Miner: Skamania County [South-Cent. Wash.] is 98 percent federal lands.

Schmieding: What's an example or two of a society that has adapted and proved more resilient in the Northwest Forest Plan area? I can think of some.

Miner: More did well than didn't. I think of Ashland and that area, including Medford, as kind of a mixed bag. But places did well where they had a little more diversity in their economy. There also seems to be something on some of the initial science we looked at, leadership in towns, and whether they had strong people that would come together and that try to help diversify the economy or take a look at alternatives.

Schmieding: I think there would also be a critical mass aspect, like you're talking about Ashland and Medford. There's a pretty large urban area, to be able to retrofit and retrain, and there's even schools and stuff like that.

Miner: Schools, yeah.

Schmieding: The places that are truly rural, especially that do not have a sexy tourist aesthetic component to it, struggle. The McKenzie River Valley, for instance, well, everybody wants to go up to the Three Sisters. But, it's quickly becoming a different kind of economy. It may not be what it used to be, but it's still a strong economy on its own level.

Miner: A lot of that would happen regardless of what happened. But if you have somewhere like Skamania County, which just does not have a tax base, it's just so sparsely populated.

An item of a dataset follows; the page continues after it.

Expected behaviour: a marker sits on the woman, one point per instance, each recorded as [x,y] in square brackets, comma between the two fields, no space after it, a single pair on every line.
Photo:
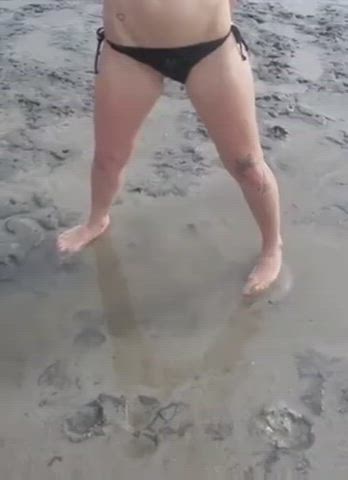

Schmieding: And the southern Oregon counties. Is Jackson County on there?

Miner: Yeah.

Schmieding: They're having horrible problems. They don't even have a jail in, or is it Curry County, that doesn't even have a jail? Miner: Yeah.

Schmieding: Or something ridiculous like that.

Miner: Yeah, some of the counties are going to lay off their law enforcement.

Schmieding: That is serious. Can you talk about any experiences during this whole process that we haven't talked about, or people that you would like to highlight? I wanted to ask you about Jack Ward Thomas, for instance, you met him early on. He led this through. In fact, why don't you talk about him first?

Miner: Well, just to say that he was the right person at the right time. And he, as I said, he did have a forestry background. He understood how to bridge the gap between -ologists and the forestry folks, and he had a very strong understanding of the dynamic nature of the Forest Service and what was happening with the institution. And he also just had leadership qualities that really helped bring people together, and he could communicate with the political folks and communicate with the scientists.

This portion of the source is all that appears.